Oh yeahhhhhh. That.

Screen shots of 100% humidity and directions to find a place

Even though I last touched Chinese soil a mere 11 months ago, how quickly I forgot what daily life entails!

The pics above highlight two of those items. The first, on the left, is that no matter how many times I pumped myself up both silently and verbally (my husband can attest to the latter), I forgot how humid it actually is here. Please note that it was 100% humidity at 7:08am. But not to worry — it didn’t stay like that all day. By 3:31pm it was 96F with only 35% humidity.

The photo on the right shows how I have to prepare for any excursion where I need directions but don’t want to pay for the data to use my maps in real time. To begin with, I have a photo of the exterior of my apartment building and a mini map with Chinese street names for said building. This is crucial for when I inevitably get in a taxi and need to tell the driver how to take me home. If the map doesn’t do the job I show the picture and then s/he *hopefully* gets it. The other 11 screen shots show the steps required to get from my apartment to Du Fu’s cottage. Since data is at a premium, and I don’t want to actually buy a Chinese cell phone, I map out my route using wifi in my apartment before I leave. Most of the time this is sufficient and I get where I need to go, but sometimes it fails. That’s where the real fun begins!

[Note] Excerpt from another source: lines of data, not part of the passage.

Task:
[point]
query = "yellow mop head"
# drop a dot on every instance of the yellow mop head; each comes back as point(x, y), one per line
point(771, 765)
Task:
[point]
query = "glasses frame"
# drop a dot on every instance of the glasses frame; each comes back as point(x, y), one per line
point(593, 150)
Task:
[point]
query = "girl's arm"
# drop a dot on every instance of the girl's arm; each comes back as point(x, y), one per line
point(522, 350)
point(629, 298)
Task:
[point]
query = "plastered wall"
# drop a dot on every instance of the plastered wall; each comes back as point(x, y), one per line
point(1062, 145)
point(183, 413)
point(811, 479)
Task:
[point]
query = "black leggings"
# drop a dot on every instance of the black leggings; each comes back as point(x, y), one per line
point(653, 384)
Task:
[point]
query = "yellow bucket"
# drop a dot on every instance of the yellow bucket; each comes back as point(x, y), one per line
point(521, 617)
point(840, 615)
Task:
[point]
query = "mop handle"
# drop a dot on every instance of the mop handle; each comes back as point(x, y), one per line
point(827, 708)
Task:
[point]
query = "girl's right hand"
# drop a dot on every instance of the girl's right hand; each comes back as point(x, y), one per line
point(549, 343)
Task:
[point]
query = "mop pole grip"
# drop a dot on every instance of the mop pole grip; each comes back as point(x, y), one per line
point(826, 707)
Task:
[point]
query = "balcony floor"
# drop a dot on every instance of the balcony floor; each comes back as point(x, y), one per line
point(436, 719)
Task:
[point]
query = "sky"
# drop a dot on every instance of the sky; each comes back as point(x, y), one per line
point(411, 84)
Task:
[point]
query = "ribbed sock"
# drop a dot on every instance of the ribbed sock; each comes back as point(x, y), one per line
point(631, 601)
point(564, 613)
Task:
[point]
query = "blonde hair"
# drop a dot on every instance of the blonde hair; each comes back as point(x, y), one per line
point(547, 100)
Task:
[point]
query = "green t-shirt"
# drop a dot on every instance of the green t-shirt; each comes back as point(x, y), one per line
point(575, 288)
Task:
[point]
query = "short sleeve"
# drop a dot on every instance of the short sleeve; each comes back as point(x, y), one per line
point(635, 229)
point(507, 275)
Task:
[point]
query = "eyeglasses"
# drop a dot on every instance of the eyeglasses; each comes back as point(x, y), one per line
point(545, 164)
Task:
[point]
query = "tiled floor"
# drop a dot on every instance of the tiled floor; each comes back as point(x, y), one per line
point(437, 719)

Pro tip: load the map before you leave the wifi/vpn zone as GPS will still track you while you’re moving around.


And now for a list of further items I’d forgotten about in no particular order:

  • Men creating makeshift belly shirts. Employed as a cooling mechanism, the shirts aren’t actually completely removed, but rather the bottom is rolled up under the neck of the shirt so it’s about in line with their nipples. Honestly though, I can’t blame them (see: aforementioned humidity).
  • Noise. As with any mega-city of 14 million people, you’re gonna get noise. But what I especially forgot about is how scooters honk at you, the pedestrian, while they’re trying to drive down the sidewalk.
  • Which brings me to the next one — how many times a day I almost get hit by a car or scooter. Oh what’s that? There’s a green walk sign? Make sure you not only look both ways, but also in front of you, behind you, and in every possible diagonal direction. I’m sure there are rules of the road here. There has to be since I know people have to pass a driver’s test. What those rules actually are, or how quickly people put them out of their minds is the real question. With scooters AND CARS driving on the sidewalk, crossing the actual street is essentially a game of Frogger.
  • The stares. I’d say 2 out of 3 people I pass on the street open-mouth stare at me. I didn’t completely forget about this before I returned this summer, but it’s still a lot to handle sometimes. Like, hey, I’m just trying to buy this Coke without makeup and unwashed, sweaty hair in a ponytail. Move along, now is not the time to soak up this view.
  • Plans are never fully finalized. Like, ever. For example, showed up last Monday morning to teach and found that they hadn’t reserved classroom space for us at all the entire time we’re here. That part has been sorted out, but we’re still making changes to the end of our program even though we’ve all known we would be coming over for the better part of a year. I don’t get too riled up over this though. I know it comes with the territory and things eventually sort themselves out.
  • Squat toilets in combination with open windows. Nothing quite like the threat of mosquito bites to the nether regions while you’re testing the flexibility of your 30-something-year-old knees.
  • Let’s end on a high note, shall we? For all the things about China that are different from the US, I can’t stress enough how amazing the people are that I meet here everyday. Of course those that I come into contact with through teaching and living in this expat apartment are great, but I’m talking everyone. Down to the employees at Wal-mart (yes it’s where I shop now) who watched me struggle to read shampoo bottles and laundry detergent containers and then picked one off the shelf, made some improvised sign language about how it was good for my specific hair and good for my clothes and smiled at me. We actually couldn’t verbally communicate with each other, but it didn’t stop them from finding a way to help me.

Of the 30+ countries I’ve traveled to in my life, China continues to be one of the most exciting, challenging, rewarding, wonderfully strange places I’ve ever been. I love it here.